この場合、それぞれの数値が境界域程度であっても、動脈硬化リスクは顕著に高くなります。 肥満がある方は、まず標準体重までの減量と、その維持を目指すことが大切です。
標準体重の維持は、脂質異常症をはじめとした生活習慣病の発症予防や進行抑制に有効であることが、数多くの大規模調査でも証明されています。

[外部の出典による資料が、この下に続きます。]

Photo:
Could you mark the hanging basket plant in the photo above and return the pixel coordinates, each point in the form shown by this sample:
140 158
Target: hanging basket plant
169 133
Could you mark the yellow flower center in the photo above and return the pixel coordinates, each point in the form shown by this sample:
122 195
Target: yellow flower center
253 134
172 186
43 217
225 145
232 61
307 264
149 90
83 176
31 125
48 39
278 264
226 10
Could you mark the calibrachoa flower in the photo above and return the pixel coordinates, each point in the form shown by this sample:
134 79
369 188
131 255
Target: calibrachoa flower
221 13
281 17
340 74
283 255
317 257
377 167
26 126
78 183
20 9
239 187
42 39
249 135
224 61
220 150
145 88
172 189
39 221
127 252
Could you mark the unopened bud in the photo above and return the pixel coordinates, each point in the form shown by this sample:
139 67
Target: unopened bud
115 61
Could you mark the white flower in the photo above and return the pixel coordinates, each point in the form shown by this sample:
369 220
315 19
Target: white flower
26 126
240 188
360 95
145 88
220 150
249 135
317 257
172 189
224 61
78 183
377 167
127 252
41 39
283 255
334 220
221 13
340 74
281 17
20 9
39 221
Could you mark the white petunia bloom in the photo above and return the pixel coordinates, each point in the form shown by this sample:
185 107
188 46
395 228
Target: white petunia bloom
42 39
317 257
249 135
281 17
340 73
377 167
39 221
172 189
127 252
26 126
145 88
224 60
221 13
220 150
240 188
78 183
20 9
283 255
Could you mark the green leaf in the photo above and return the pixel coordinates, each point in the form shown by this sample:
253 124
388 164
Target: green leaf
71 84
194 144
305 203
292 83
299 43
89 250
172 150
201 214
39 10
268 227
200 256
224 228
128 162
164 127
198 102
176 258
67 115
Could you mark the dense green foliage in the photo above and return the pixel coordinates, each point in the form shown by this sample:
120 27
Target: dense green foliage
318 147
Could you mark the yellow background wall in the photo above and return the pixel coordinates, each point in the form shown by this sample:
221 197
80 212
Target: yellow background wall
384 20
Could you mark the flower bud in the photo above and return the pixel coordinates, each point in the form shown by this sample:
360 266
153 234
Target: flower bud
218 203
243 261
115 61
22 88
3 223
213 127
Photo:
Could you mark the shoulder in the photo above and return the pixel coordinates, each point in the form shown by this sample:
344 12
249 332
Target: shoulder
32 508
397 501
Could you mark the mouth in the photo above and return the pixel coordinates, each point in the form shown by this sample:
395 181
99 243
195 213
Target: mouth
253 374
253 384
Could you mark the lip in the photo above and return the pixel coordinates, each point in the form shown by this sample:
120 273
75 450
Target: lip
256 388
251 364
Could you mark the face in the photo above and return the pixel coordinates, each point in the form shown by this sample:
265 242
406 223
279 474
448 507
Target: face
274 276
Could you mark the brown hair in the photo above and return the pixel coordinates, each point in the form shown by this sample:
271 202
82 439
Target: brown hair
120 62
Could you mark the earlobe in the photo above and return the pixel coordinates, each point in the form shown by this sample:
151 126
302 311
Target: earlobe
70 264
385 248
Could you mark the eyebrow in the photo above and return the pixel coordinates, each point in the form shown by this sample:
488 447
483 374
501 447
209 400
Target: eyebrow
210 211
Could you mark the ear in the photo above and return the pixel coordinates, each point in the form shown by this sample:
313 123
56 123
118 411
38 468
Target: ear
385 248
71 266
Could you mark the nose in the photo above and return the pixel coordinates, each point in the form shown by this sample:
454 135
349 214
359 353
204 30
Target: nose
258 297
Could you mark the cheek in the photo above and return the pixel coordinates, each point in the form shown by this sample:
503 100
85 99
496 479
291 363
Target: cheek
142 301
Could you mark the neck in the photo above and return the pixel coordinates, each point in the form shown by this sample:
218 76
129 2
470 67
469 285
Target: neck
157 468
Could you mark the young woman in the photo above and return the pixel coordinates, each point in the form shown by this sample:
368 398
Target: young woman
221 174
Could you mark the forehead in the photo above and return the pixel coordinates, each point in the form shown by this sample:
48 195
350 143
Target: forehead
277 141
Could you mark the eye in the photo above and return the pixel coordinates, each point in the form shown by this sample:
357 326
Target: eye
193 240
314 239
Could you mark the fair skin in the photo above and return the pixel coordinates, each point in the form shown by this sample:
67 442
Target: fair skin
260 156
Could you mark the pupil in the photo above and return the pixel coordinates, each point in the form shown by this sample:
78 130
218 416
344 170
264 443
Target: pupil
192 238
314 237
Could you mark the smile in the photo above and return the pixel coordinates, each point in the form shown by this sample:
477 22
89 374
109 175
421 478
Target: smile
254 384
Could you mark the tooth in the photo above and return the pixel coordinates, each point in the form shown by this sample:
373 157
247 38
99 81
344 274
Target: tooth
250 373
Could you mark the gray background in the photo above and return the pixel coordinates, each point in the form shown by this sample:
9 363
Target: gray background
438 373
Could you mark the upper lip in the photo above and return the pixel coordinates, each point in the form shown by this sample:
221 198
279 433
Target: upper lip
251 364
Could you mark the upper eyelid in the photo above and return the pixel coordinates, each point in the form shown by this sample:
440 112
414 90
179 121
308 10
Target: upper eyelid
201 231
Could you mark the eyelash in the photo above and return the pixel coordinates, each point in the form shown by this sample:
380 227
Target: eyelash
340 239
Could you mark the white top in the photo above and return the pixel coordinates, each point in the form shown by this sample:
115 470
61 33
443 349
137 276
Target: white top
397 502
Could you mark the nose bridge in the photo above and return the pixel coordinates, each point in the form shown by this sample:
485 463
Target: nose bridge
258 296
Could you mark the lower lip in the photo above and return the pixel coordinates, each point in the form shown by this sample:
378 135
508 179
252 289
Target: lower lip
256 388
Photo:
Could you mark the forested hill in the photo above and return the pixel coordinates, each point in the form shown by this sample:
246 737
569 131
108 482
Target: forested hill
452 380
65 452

日常生活の中で運動を取り入れ、食事内容を見直しながら、健康的な体重を保つよう心がけましょう。

栄養バランスの良い食事

動脈硬化の予防には、日々の食事内容が大きく影響します。 野菜、きのこ、海藻、こんにゃくなどに含まれる食物繊維をしっかり摂取することで、食後の血中コレステロールの急激な上昇を抑えることができます。
また、動物性脂肪に多く含まれる飽和脂肪酸、マーガリンやショートニングに含まれるトランス脂肪酸などの脂質はできる限り控えることが推奨されます。 さらに、炭水化物・脂質・タンパク質・ビタミン・ミネラルといった栄養素を、偏ることなく適量ずつ摂取することが大切です。

有酸素運動の習慣化

脂質異常症の改善には、継続的な運動が効果的です。
週に3回以上、軽く汗ばむ程度の有酸素運動を1回30分ほど行いましょう。
運動によって血行が改善され、筋力や基礎代謝も高まり、余分なエネルギーを効率良く消費できるようになります。

節酒・禁酒

アルコールは中性脂肪の増加に直結します。
そのため、脂質異常症の予防・改善のためには、アルコールの摂取は控えめにし、適量を守ることが重要です。場合によっては禁酒が望ましいケースもあります。